# Track Layout Guidelines - Elevations, Spacing, Etc.



## dindallas (Dec 12, 2016)

I am using Post War, O gauge, tinplate track and accessories for my layout. I want to use as many accessories as I can on a 5' by 9' layout. I have a plan done in SCARM but when I roughed it out on the actual base, it did not all fit. Several of the O22 switch motors get in the way of other items and some of the larger accessories (456 coal ramp, 97 coal loader, 164 lumber loader) are causing some conflicts because of physical size or spacing required between tracks.

Where can I find some guidelines such as:
1. Minimum spacing between adjacent tracks?
2. Minimum height between levels of track so one train can safely pass underneath another level of track?
3. Maximum grade or number of 10" track sections required to attain a second level to allow one train to pass underneath another?

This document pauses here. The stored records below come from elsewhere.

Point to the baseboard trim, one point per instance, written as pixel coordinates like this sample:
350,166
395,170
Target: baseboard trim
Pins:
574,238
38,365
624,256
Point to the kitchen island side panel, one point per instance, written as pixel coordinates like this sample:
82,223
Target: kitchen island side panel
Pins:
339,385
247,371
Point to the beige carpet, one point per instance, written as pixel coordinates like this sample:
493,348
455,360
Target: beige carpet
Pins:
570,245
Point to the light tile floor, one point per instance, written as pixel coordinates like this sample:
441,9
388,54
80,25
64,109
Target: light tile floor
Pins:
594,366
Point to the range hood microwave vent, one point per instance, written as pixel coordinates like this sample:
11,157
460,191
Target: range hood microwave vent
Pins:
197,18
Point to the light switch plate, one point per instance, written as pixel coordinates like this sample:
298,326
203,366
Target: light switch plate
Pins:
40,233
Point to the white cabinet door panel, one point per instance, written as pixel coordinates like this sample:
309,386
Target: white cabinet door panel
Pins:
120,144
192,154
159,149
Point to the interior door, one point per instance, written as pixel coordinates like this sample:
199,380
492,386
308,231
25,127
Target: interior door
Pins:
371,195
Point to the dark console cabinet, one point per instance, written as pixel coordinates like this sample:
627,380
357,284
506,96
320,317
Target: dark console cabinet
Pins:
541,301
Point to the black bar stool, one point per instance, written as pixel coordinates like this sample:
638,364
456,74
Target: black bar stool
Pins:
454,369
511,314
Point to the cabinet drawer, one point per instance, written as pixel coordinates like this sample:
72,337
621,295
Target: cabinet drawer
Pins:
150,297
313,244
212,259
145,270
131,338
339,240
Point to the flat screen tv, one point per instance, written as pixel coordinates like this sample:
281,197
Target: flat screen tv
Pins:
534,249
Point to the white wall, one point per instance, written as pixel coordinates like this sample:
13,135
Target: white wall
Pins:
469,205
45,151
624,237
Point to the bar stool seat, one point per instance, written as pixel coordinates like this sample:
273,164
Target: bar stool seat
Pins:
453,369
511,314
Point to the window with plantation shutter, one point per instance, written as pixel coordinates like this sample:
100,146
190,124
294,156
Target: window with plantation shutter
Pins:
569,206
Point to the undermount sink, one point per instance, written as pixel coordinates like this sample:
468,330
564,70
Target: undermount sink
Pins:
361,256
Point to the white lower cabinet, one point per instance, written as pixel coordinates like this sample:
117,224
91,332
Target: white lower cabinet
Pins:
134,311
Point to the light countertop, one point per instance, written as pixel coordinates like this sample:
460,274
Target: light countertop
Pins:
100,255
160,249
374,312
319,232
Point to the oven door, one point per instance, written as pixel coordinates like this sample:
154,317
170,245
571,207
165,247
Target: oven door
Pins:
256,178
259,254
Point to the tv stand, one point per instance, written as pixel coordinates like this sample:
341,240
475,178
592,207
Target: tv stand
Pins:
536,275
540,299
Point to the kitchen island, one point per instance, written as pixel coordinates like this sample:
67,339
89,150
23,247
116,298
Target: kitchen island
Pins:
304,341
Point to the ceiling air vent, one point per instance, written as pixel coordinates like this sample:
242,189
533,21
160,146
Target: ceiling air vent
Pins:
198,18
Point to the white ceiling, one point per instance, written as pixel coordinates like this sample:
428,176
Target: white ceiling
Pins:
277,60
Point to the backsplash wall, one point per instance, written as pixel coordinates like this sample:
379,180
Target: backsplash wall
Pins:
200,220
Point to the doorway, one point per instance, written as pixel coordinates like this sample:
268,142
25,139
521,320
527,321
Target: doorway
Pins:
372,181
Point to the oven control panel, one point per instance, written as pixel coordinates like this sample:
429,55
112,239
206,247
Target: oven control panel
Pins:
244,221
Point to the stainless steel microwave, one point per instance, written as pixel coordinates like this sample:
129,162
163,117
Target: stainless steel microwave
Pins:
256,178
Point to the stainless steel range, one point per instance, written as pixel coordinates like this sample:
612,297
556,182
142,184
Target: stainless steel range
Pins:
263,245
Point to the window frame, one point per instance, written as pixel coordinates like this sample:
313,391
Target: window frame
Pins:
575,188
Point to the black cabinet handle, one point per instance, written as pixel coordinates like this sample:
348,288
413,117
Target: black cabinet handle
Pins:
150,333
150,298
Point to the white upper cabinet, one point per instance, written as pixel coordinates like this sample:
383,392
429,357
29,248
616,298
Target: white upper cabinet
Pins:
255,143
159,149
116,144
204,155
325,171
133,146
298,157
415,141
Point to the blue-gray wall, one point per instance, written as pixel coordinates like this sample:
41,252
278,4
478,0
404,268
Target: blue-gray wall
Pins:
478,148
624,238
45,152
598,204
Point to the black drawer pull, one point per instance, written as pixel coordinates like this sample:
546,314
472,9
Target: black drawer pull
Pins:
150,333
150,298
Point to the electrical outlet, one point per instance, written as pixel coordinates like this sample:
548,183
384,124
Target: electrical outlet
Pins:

I am sure these questions have been answered here previously but I must not have used the proper search term. Help will be appreciated.
Thanks


----------



## Lehigh74 (Sep 25, 2015)

The best place to find info on clearances and track centers is NMRA. See NMRA RP-7 draft.

https://www.nmra.org/index-nmra-standards-and-recommended-practices

Most folks like to keep grades at or below 3%. You would be hard pressed to have 3% grades for an overpass with 5.75” clearance on a 5’ X 9' layout.


----------



## CTValleyRR (Jul 26, 2014)

I agree with lehigh -- grades are one of the things that get beginners into trouble. I'll assume he's looked up the vertical clearance in O scale and that's where the 5.75" comes from, and it's about what I would expect given the clearances required in HO. 

At a 3% grade, you need almost 16 linear feet to achieve that grade change, plus another 16 feet to go back down. That's more than one complete lap around your layout. And in practice, you need easements (short sections of shallower grade) coming on and off those steep sections, making the problem worse.

Also, the NMRA minimum separations are to allow trains to pass one another. There is no guarantee that a given structure or accessory will fit (although the turnout actuators should).


----------



## dindallas (Dec 12, 2016)

Thanks Lehigh74 and CTValleyRR for your responses,

Based on the information you provided, I will have to figure out if I can get enough elevation to allow an O22 switch motor to be positioned underneath an adjacent track. These switches are on outside of the layout so the switches can't be reversed. Roughly 2" elevation is easier to achieve than 5.75" elevation.

I will keep working on my layout in SCARM and on my platform. When I get one that will work, I will post it and ask for comments.

Thanks for your help.


----------



## CTValleyRR (Jul 26, 2014)

Any possibility of using an under the table switch machine?


----------



## dindallas (Dec 12, 2016)

CTValleyRR said:


> Any possibility of using an under the table switch machine?


I am using O22 switches. Where can I find information about these "under the table switch machines"?


----------



## CTValleyRR (Jul 26, 2014)

Personally, I use miniature servomotors from Tam Valley Depot (www.tamvalleydepot.com). Admittedly, I'm in HO scales, but I would think these would have plenty of "oomph" and travel to throw an O gauge turnout.


----------